For the first time, Alaska officials have released a trove of exploration data to attract new companies to the North Slope oil fields, including valuable seismic surveys unveiled as part of the state's tax credit program.
The online report, rolled out last week, offers access to an unprecedented collection of data gathered from earlier exploration efforts, said Mark Wiggin, state Natural Resources deputy commissioner. He said the information would cost hundreds of millions of dollars to gather today.
The data targets three sites on the North Slope. The state wants to entice companies to bid on leases in the areas, in a special sale to be held later this year.
The sale will likely take place alongside the state's annual December lease sale that offers oil companies a chance to lease available state land on the North Slope, Wiggin said.
"This is the type of information that gets landmen to lean forward and say, 'Now you're talking,'" said Wiggin, referring to officials who pursue leases for energy companies.
"We've never done anything like this before," he said. "It's a huge amount of data."
Ideally, companies will use the information to find overlooked oil deposits, such as the huge Pikka discovery announced in 2015 that Oil Search is working to develop.
[This new Alaska field could be big — or really big.]
"The hope is there will be more discoveries and ultimately more royalties paid to the state," said Kevin Frank, a state petroleum geologist and part of the team that worked on the project for a year.
With scores of links, the report provides one-stop shopping for decades of details about numerous wells, leases and reservoir quality, including wells where oil or gas was found.
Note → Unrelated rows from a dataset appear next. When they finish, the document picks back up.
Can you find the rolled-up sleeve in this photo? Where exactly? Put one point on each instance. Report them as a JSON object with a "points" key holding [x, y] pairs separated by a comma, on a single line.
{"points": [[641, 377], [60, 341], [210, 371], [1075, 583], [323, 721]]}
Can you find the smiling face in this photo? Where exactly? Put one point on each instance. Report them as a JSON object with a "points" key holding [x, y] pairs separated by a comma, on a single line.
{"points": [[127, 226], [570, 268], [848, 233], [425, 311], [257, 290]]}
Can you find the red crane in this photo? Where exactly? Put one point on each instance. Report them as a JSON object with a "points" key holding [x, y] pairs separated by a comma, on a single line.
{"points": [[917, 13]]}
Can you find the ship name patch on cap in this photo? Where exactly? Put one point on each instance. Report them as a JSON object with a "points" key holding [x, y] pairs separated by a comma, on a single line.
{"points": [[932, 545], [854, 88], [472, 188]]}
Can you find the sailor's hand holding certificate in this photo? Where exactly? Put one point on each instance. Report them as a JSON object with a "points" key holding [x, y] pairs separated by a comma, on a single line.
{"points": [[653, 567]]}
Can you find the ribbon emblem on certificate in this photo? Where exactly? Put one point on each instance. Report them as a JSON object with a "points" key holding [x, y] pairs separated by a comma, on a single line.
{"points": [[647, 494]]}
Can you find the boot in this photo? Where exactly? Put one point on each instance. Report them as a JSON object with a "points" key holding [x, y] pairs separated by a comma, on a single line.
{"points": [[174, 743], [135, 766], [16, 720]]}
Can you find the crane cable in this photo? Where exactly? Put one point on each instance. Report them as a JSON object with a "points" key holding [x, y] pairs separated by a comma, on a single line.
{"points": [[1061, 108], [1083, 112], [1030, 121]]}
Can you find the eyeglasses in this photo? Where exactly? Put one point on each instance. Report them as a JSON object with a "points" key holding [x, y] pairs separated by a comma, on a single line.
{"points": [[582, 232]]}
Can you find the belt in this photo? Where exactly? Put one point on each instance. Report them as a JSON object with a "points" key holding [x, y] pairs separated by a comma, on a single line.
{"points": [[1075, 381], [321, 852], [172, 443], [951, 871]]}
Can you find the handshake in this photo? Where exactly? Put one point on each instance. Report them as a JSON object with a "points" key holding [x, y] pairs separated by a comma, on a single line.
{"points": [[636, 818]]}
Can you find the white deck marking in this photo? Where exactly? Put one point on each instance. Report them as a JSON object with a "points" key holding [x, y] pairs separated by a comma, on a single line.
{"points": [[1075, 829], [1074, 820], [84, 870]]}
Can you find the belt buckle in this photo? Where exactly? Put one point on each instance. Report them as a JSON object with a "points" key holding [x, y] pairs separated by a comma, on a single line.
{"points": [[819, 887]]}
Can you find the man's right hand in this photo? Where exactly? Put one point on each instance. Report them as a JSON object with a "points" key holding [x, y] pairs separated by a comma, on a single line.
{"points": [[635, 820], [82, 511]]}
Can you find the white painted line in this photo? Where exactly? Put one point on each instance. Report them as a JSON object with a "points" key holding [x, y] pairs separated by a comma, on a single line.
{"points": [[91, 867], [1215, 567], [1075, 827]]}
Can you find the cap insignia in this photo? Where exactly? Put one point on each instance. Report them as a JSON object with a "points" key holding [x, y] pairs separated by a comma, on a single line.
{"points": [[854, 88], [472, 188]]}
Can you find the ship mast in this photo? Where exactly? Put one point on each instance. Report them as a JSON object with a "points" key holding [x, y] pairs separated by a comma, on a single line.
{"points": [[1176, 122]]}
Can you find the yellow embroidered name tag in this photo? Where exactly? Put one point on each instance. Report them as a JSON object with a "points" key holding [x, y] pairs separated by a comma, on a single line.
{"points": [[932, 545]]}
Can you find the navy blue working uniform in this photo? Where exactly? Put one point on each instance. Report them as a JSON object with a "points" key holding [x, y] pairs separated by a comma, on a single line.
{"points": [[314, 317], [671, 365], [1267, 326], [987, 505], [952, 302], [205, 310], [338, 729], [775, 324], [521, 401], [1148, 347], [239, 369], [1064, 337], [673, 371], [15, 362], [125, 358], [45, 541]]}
That publicly available information was largely spread across different Alaska agencies and their websites, and would take an oil company months to collect, Wiggin said.
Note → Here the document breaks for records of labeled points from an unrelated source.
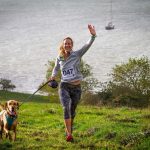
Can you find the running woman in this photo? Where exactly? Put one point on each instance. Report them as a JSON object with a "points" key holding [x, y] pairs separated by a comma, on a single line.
{"points": [[68, 61]]}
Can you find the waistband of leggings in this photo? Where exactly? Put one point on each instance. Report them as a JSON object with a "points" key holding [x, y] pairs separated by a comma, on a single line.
{"points": [[69, 84]]}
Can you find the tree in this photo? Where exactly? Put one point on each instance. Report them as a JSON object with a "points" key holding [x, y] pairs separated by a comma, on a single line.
{"points": [[131, 81], [6, 84]]}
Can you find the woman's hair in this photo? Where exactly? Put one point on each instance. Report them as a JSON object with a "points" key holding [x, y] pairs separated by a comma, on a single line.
{"points": [[61, 48]]}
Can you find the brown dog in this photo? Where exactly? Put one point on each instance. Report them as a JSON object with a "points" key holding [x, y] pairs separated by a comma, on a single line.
{"points": [[8, 118]]}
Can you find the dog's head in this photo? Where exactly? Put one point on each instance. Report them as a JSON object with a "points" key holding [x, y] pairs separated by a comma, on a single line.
{"points": [[11, 106]]}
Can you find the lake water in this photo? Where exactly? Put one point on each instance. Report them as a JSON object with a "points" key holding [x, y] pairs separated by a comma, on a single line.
{"points": [[31, 32]]}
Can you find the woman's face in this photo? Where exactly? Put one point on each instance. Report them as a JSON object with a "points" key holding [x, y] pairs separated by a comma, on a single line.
{"points": [[67, 44]]}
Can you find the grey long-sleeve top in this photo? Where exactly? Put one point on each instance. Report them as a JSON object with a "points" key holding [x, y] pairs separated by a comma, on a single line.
{"points": [[70, 67]]}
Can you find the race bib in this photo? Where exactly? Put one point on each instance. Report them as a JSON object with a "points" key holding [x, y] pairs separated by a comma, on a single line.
{"points": [[68, 73]]}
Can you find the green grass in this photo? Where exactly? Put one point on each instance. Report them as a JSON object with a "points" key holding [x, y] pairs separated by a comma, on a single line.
{"points": [[41, 127]]}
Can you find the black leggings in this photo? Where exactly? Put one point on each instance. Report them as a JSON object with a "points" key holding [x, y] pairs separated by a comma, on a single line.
{"points": [[69, 97]]}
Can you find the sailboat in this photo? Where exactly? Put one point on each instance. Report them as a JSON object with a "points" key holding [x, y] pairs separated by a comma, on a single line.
{"points": [[110, 25]]}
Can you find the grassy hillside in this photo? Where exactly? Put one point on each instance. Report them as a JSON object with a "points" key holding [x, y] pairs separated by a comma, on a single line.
{"points": [[41, 127]]}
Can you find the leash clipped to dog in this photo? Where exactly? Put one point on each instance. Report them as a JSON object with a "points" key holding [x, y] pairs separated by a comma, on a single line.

A critical component is the newly-released reports of seismic surveys over the three special areas, Wiggin said.
The surveys, providing details of underground rock formations, can be released a decade after they were completed by exploration companies, under a requirement of the state's cash tax credit program. The tax credits have largely been phased out.
Dozens more seismic reports covering other areas of the North Slope are expected to be released in the coming years as deadlines are triggered under the law.
The areas to be offered in the special lease sale are:
• At Harrison Bay, just north of the large, on-shore fields now being developed by ConocoPhillips in the National Petroleum Reserve in Alaska.
• At Gwydyr Bay, north of the Prudhoe Bay oil field.
• At an area called Storms, an inland region south of Prudhoe Bay.
The report is called Special Alaska Lease Sale Areas. It's available by typing the acronym SALSA into the search bar on the state Oil and Gas division's home web page.